Die Verschiebung nach rechts findet international statt und ist gut organisiert. In Bangalore, Budapest und anderswo kommen rechte Nationalisten regelmäßig zusammen, um sich gegenseitig zu unterstützen und Strategien abzusprechen, auch wenn jede Nation dabei ihre Zivilisation für die höhere hält. Die Solidarität unter den Rechten zeigt, dass nationalistische Überzeugungen nur am Rande auf der Idee fußen, Ungarn/Norweger/Juden/Deutsche/Angelsachsen/Hindus seien der beste aller möglichen Stämme. Was sie eint, ist vielmehr das Prinzip des Stammesdenkens selbst: Echte Verbindungen entstehen nur zwischen Menschen gleicher Stämme, folglich haben wir keine tiefen Verpflichtungen gegenüber anderen. Es ist mehr als ironisch, dass die Stammesdenker von heute besser kooperieren als diejenigen, deren Engagement sich, ob sie es nun wissen oder nicht, aus dem Universalismus speist.

Woke bezeichnet keine eigentliche Bewegung. Der Ausdruck stay woke ist zum ersten Mal 1938 in dem Lied Scottsboro Boys des großen Bluesmusikers Leadbelly belegt. Gewidmet war es neun schwarzen Teenagern, deren Hinrichtung wegen Verge- waltigungen, die sie nie begangen hatten, erst durch jahrelange internationale Proteste verhindert werden konnte. Wach bleiben für Ungerechtigkeit, wachsam für Anzeichen von Diskriminierung, was sollte daran falsch sein? Doch innerhalb weniger Jahre wandelte sich der Begriff woke vom Lobes- zum Schmähwort. Was ist da geschehen?

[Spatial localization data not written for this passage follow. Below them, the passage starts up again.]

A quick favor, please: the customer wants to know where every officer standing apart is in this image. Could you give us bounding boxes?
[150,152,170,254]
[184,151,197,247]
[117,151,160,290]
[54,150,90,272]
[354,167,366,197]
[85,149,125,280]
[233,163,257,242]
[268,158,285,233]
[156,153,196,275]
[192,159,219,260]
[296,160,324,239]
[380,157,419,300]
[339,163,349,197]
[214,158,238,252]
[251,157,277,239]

Von Ron DeSantis bis zu Rishi Sunak und Éric Zemmour ist woke zu einem Schlachtruf geworden, der zum Kampf gegen alle Antirassisten aufruft, ähnlich wie der Begriff Identitätspolitik ein paar Jahre früher umgekrempelt worden ist. Dennoch liegt die Schuld nicht allein bei den Rechten. Barbara Smith, Gründungsmitglied des Combahee River Collective und Schöpferin des Begriffs, betont, dass Identitätspolitik inzwischen auf eine Weise gebraucht wird, die nie beabsichtigt worden ist. »Es bedeutet absolut nicht, dass wir nur mit Menschen zusammenarbeiten würden, die so sind wie wir. Unser Credo ist es, mit Menschen ganz diverser Identitäten an gemeinsamen Problemen zu arbeiten.« [3] Man könnte dennoch auf die Idee kommen, schon in den ursprünglichen Absichten habe der Keim zum Missbrauch gelegen. Dass aber weder die Wörter Identitätspolitik noch woke Politik mit der notwendigen Nuanciertheit eingesetzt wurden, ist offensichtlich Beide führten zu Entfremdungen, die sich die

Rechten schnell zu Nutze machten. Universitäten und Unternehmen neigen eher dazu, woke Tendenzen zu eskalieren als Aktivisten, die vor Ort arbeiten. Der schlimmste Missbrauch geht vom woken Kapitalismus aus, der die Forderung nach Vielfalt zum Zwecke der Profitsteigerung gekapert hat. Der Historiker Touré Reed hält diesen Vorgang für wohlkalkuliert: Unternehmen glauben, dass Schwarze einzustellen ihnen Zugang zu deren Märkten verschafft. [4] Oft geschieht eine solche Vereinnahmung direkt und unverhohlen. McKinseys Bericht für die Filmindustrie erklärt: »Die Industrie konnte durch die Thematisierung der anhaltenden rassistischen Ungerechtigkeit jährlich 10 Milliarden Dollar zusätzlich an Gewinn machen – etwa sieben Prozent mehr als der geschätzte Ausgangswert von 148 Milliarden Dollar.« [5]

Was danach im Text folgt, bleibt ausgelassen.